傷ついた背中に、手を振りたかったわけじゃないけど・・・。


きっとこれ以上は、そばにはいられないから。





しがみついて、しまいそう・・・だから・・・・・・。








ポロポロと、零れる涙。


痛い、胸。


苦しさに溢れながら。


傷つけてしまった姿を想う。





ごめん・・・





ごめん・・・





・・・恐かったんだ。





しがみついてしまう自分が・・・


私のそばから、離れてしまうことが・・・


疎ましく、想われてしまうことが・・・


すごく・・・恐かったんだ・・・。








ただ・・・


ただ、私は・・・・・・





苦しさから、切なさから・・・


逃げたかった、だけだった・・・。












切ない涙が、こぼれていく。


震えてしまいそうだった、


しがみつきたかった、細い手が・・・


溢れる涙で、ぬれていた。













あとがき


雰囲気的にあとがきは書かないようにと思っていたのですが、なんか後味悪すぎなのであえて書いて見ました。

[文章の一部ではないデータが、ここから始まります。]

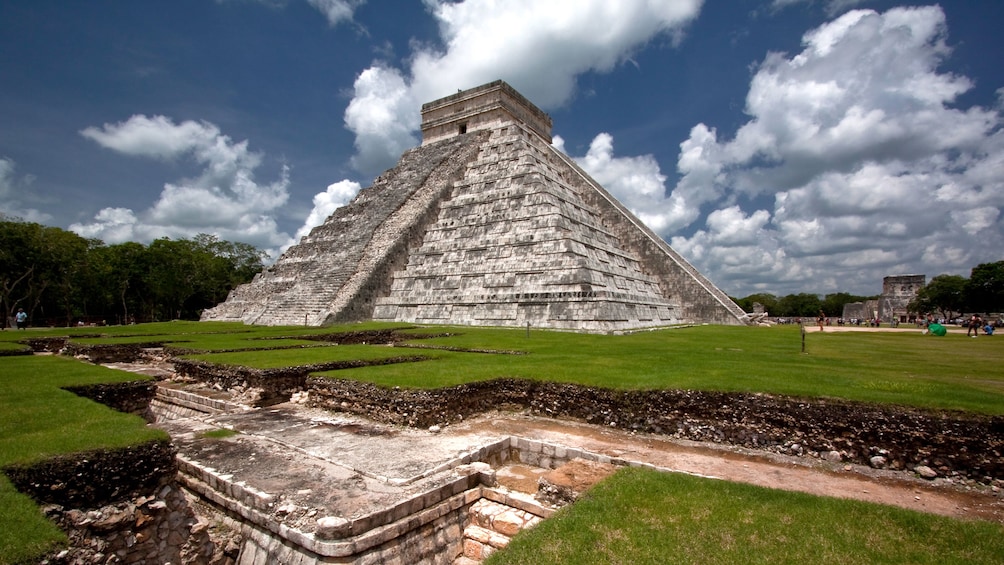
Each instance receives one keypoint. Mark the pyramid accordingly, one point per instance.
(484, 224)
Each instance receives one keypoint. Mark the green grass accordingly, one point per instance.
(645, 517)
(906, 368)
(304, 356)
(38, 420)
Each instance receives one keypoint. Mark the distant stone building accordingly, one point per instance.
(897, 292)
(892, 305)
(485, 224)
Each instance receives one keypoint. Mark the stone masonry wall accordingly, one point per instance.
(952, 444)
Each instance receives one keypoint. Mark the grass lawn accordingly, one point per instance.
(638, 517)
(907, 368)
(37, 420)
(645, 517)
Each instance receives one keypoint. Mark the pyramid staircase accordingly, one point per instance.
(485, 224)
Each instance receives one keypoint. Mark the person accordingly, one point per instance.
(21, 318)
(974, 326)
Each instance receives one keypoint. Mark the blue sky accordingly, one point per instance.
(785, 146)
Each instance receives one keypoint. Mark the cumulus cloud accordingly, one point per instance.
(870, 166)
(832, 7)
(15, 195)
(336, 11)
(325, 203)
(539, 47)
(224, 199)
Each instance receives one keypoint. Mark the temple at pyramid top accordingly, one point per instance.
(484, 224)
(482, 107)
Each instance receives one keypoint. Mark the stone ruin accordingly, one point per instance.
(485, 224)
(893, 306)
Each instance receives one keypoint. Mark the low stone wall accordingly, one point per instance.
(92, 479)
(130, 397)
(952, 444)
(263, 387)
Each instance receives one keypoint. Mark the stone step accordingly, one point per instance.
(479, 543)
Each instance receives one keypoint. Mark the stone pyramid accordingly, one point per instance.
(485, 224)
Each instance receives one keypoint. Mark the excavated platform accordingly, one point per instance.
(305, 464)
(338, 465)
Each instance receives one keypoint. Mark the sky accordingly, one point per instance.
(780, 146)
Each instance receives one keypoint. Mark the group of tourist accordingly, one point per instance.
(20, 319)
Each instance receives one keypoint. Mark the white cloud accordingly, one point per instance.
(539, 47)
(15, 195)
(384, 115)
(325, 203)
(870, 166)
(832, 7)
(224, 200)
(336, 11)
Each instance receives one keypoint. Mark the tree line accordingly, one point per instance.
(947, 296)
(62, 279)
(951, 295)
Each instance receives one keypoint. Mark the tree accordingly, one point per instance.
(57, 274)
(985, 291)
(945, 294)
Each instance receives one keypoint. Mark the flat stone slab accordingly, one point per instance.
(316, 464)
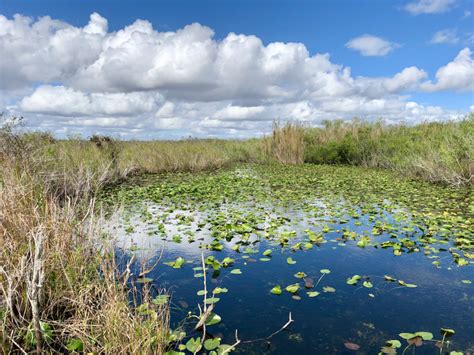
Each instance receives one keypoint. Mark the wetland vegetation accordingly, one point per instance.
(350, 237)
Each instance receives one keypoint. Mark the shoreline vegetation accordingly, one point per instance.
(60, 292)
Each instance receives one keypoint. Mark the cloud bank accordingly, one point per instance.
(139, 82)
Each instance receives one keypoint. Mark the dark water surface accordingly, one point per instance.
(428, 246)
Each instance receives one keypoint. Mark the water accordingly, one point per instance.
(356, 314)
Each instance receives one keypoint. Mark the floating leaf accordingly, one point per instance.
(211, 344)
(219, 290)
(406, 336)
(212, 300)
(447, 332)
(394, 343)
(213, 319)
(276, 290)
(300, 275)
(367, 284)
(352, 346)
(293, 288)
(194, 345)
(353, 280)
(425, 335)
(75, 345)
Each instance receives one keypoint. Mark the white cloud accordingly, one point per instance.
(143, 83)
(457, 75)
(448, 35)
(238, 113)
(369, 45)
(59, 100)
(46, 50)
(430, 6)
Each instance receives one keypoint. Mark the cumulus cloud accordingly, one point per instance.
(46, 50)
(369, 45)
(448, 35)
(429, 6)
(138, 81)
(457, 75)
(59, 100)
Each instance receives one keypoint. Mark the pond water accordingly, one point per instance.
(357, 256)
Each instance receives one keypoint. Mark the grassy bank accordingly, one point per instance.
(61, 291)
(435, 152)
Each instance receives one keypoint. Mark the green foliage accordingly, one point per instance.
(437, 152)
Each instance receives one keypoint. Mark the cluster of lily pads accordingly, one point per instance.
(417, 339)
(238, 208)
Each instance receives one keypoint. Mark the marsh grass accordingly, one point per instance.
(440, 152)
(285, 144)
(60, 289)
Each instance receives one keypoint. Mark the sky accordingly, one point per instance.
(228, 68)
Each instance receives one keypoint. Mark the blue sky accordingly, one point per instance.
(321, 26)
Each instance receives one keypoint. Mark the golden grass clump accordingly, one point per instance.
(285, 144)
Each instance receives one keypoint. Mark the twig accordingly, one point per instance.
(233, 346)
(286, 325)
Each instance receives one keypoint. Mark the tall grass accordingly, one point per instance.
(285, 144)
(437, 152)
(60, 289)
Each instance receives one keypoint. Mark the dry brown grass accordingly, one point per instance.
(57, 283)
(285, 144)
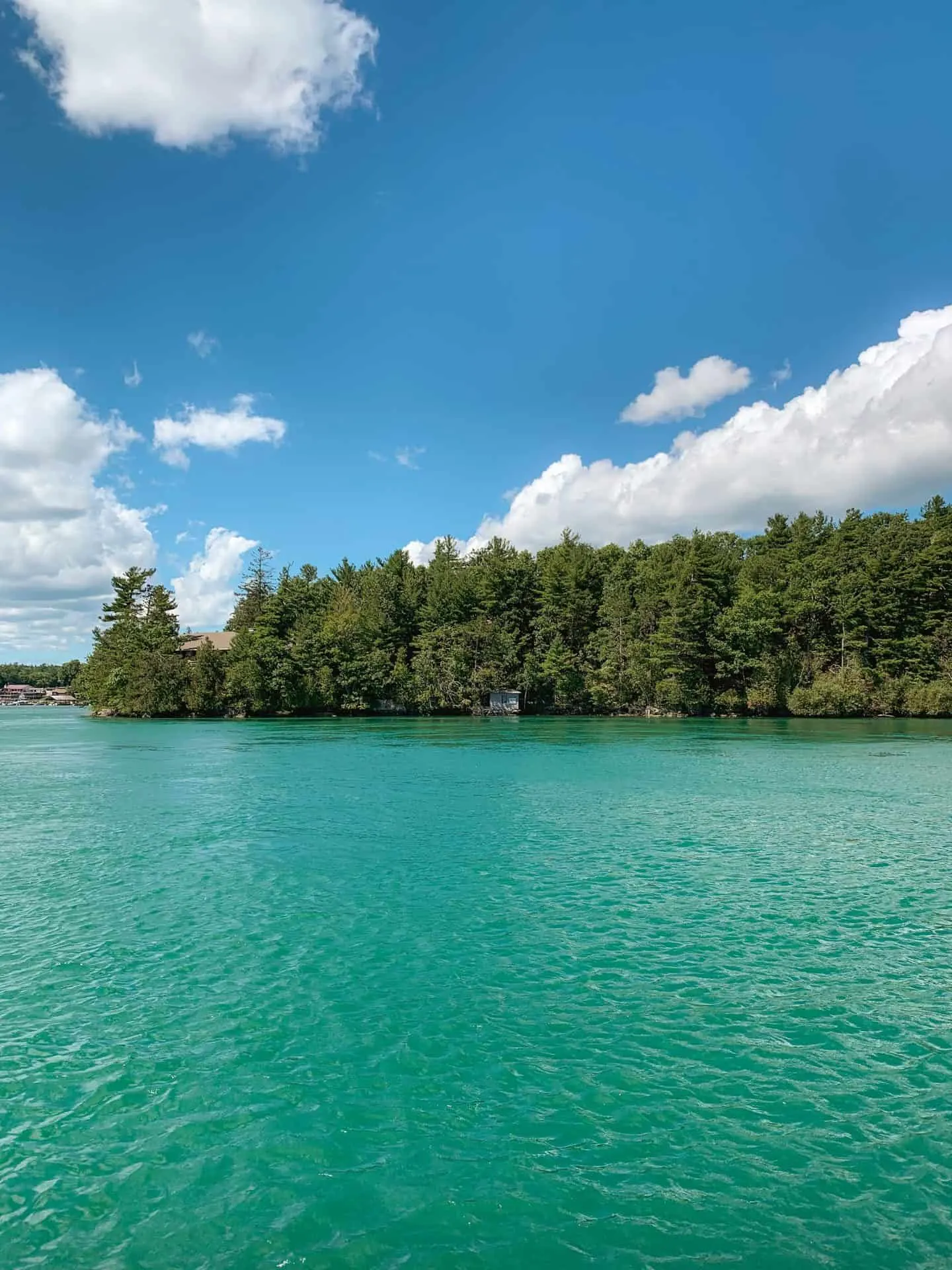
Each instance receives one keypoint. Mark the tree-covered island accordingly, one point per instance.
(809, 618)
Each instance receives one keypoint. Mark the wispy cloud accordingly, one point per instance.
(408, 455)
(204, 343)
(214, 429)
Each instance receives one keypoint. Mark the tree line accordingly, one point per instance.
(809, 618)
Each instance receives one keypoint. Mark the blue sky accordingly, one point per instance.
(526, 214)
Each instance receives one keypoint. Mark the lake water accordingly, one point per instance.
(454, 994)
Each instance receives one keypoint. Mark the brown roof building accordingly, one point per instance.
(220, 640)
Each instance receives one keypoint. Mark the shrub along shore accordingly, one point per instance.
(810, 618)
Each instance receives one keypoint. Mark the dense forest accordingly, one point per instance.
(40, 676)
(809, 618)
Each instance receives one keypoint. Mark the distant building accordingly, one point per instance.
(20, 694)
(509, 701)
(220, 640)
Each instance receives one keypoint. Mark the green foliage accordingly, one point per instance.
(809, 618)
(135, 668)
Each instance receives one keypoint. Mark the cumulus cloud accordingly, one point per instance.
(194, 73)
(202, 343)
(206, 592)
(63, 534)
(212, 429)
(680, 397)
(875, 435)
(408, 455)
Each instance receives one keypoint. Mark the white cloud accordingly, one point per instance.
(211, 429)
(680, 397)
(63, 535)
(204, 345)
(192, 73)
(408, 455)
(206, 592)
(875, 435)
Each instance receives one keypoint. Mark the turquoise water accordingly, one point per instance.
(475, 994)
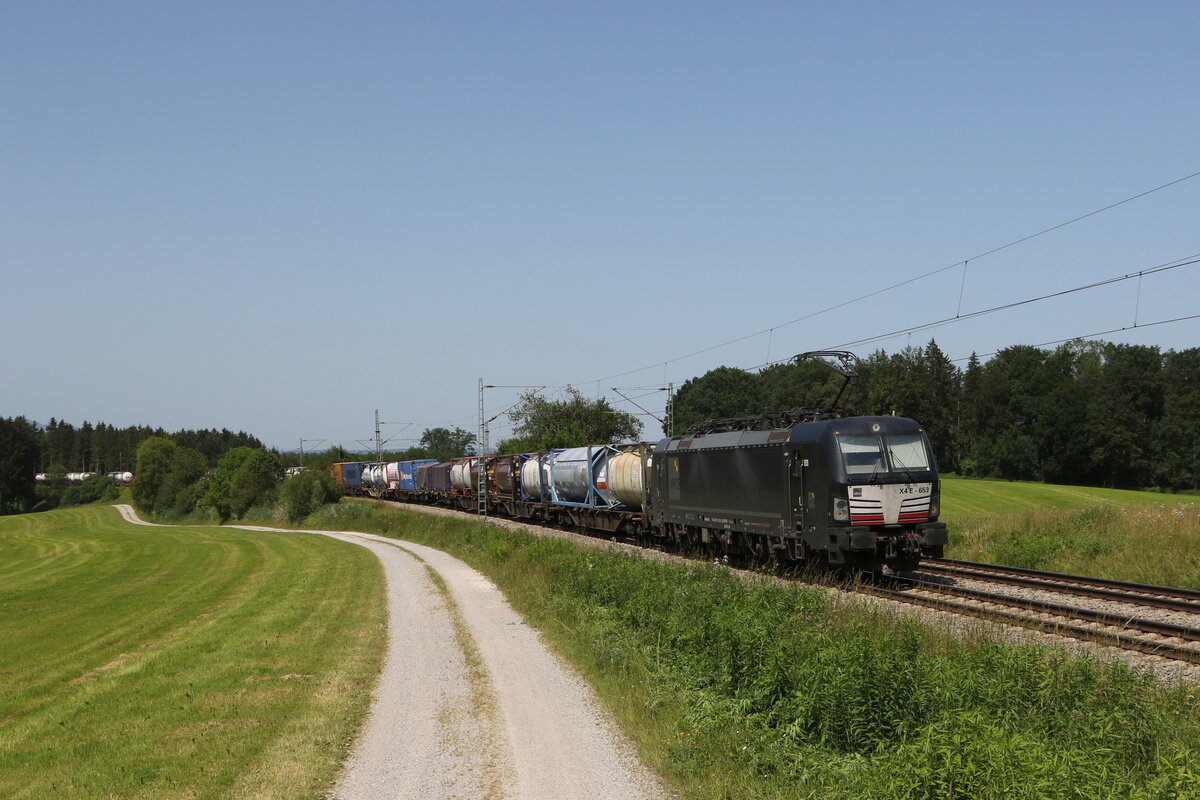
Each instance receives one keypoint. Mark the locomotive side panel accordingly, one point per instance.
(730, 488)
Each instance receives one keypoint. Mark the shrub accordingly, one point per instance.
(306, 492)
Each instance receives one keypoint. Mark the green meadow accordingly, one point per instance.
(765, 690)
(179, 662)
(1140, 536)
(963, 498)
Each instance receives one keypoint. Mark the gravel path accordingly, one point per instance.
(967, 626)
(471, 703)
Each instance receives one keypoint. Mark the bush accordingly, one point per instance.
(307, 492)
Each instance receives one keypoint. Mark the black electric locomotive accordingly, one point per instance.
(855, 493)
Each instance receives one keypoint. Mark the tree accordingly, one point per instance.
(306, 492)
(178, 491)
(219, 494)
(445, 444)
(154, 459)
(574, 421)
(1179, 433)
(253, 481)
(18, 463)
(718, 394)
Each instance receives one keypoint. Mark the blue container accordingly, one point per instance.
(352, 473)
(407, 471)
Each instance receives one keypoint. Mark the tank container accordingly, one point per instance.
(459, 471)
(391, 474)
(625, 479)
(575, 473)
(535, 474)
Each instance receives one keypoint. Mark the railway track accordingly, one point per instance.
(1119, 614)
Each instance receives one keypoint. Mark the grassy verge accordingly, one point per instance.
(1141, 543)
(179, 662)
(970, 498)
(757, 690)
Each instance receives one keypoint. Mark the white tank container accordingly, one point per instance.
(535, 475)
(461, 475)
(627, 479)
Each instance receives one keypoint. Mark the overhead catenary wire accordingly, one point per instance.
(959, 316)
(1187, 260)
(905, 282)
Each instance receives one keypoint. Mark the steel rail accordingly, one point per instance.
(1170, 591)
(954, 595)
(1073, 585)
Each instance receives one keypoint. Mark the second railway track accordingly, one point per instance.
(1156, 620)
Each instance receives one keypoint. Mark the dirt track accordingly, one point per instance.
(471, 703)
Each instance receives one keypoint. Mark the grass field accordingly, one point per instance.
(965, 498)
(1139, 536)
(179, 662)
(760, 691)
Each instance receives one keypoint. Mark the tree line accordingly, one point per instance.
(59, 447)
(1086, 413)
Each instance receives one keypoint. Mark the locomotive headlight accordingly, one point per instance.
(840, 509)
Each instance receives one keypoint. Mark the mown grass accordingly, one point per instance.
(761, 690)
(966, 498)
(179, 662)
(1138, 536)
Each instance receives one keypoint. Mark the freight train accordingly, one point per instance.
(855, 493)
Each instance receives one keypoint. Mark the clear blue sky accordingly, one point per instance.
(281, 216)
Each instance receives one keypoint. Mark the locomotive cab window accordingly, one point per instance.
(906, 451)
(862, 455)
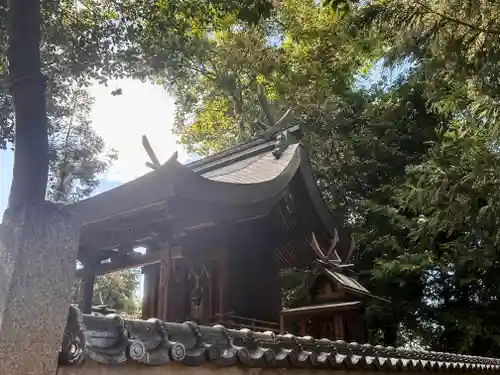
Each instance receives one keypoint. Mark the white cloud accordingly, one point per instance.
(143, 108)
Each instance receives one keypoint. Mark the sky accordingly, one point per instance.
(143, 108)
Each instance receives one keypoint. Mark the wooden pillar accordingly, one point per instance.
(303, 326)
(146, 292)
(165, 268)
(87, 290)
(222, 276)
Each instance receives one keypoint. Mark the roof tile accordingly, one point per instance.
(114, 340)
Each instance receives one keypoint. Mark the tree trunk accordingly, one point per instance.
(390, 335)
(31, 159)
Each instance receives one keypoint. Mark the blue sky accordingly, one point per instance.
(121, 121)
(142, 109)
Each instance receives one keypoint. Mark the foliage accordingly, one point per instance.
(78, 155)
(118, 290)
(410, 165)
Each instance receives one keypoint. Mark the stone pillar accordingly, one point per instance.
(38, 249)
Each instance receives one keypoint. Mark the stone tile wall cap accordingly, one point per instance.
(114, 340)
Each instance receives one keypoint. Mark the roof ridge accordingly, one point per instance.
(114, 340)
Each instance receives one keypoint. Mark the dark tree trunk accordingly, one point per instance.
(31, 161)
(390, 335)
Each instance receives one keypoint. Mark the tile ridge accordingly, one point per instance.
(112, 339)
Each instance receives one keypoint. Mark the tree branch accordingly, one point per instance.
(454, 20)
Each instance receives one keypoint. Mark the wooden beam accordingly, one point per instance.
(131, 261)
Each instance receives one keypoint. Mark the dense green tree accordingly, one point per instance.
(119, 291)
(77, 154)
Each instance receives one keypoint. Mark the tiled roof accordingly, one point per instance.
(114, 340)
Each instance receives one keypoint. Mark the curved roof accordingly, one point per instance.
(242, 178)
(246, 176)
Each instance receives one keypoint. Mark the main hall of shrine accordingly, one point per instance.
(217, 233)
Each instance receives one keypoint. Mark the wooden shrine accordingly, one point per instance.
(331, 303)
(216, 233)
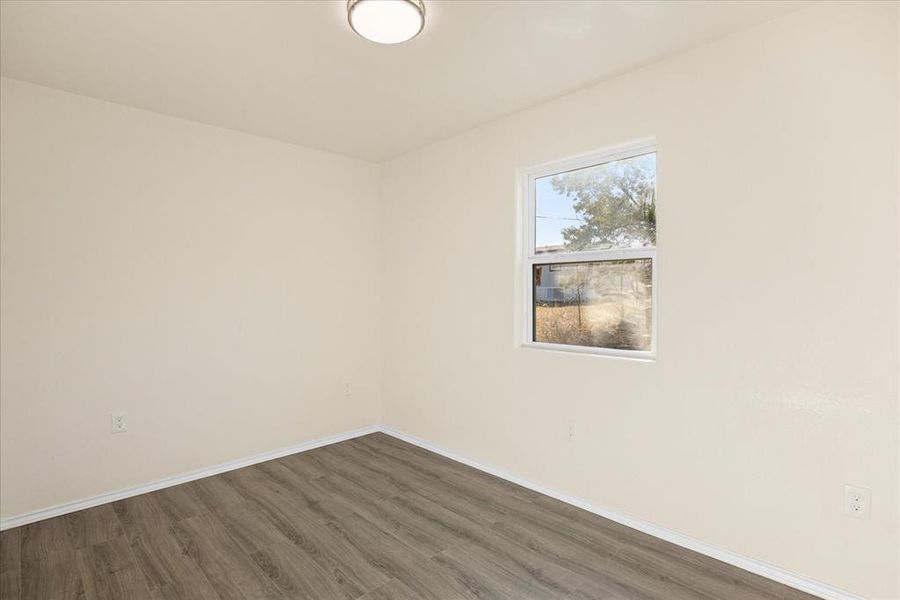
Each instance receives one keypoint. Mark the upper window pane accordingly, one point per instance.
(601, 207)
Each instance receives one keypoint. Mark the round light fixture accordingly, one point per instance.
(386, 21)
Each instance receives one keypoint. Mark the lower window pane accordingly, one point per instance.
(606, 304)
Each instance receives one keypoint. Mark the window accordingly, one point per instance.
(590, 253)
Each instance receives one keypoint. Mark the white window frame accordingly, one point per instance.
(530, 258)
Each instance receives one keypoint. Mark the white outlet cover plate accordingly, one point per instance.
(857, 502)
(117, 423)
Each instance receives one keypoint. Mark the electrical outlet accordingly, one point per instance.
(857, 502)
(117, 423)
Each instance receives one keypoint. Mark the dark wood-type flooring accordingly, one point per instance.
(370, 518)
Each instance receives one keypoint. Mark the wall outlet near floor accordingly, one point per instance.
(117, 423)
(857, 501)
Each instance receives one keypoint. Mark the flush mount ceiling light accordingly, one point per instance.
(386, 21)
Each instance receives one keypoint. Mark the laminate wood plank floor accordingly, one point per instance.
(371, 518)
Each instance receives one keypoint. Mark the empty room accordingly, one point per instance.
(449, 300)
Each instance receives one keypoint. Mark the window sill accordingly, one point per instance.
(633, 355)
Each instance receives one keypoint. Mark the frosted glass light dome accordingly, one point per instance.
(386, 21)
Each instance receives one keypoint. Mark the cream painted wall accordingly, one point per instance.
(776, 381)
(216, 286)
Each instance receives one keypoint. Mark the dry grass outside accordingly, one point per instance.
(621, 324)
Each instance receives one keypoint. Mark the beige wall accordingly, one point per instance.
(776, 381)
(219, 288)
(216, 286)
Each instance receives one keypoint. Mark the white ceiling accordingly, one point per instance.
(295, 71)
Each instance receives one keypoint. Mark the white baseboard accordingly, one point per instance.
(748, 564)
(61, 509)
(758, 567)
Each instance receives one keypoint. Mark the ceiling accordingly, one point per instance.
(295, 71)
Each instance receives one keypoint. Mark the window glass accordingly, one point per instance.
(602, 207)
(604, 304)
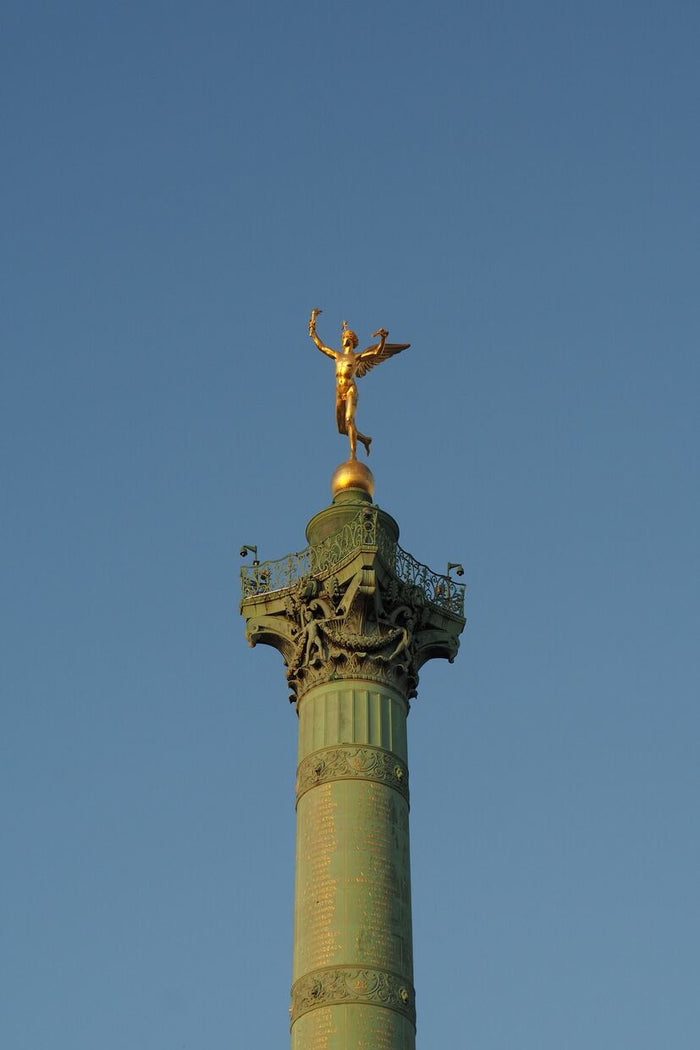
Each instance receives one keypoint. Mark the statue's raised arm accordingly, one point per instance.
(314, 335)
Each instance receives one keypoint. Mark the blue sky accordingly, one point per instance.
(513, 189)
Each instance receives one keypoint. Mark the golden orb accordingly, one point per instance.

なんかもう皆さん自虐的で、すみませんって感じですね。

こっから「スイカ」のようなバカップルに戻るのかどうか、かなり先行き不安そうですが、

かならず「春のおわりに」内でハッピーにさせますので。

でも、やっぱり文才無さ過ぎて二人の想いがなかなか上手く書けませんで・・・申し訳なかったです。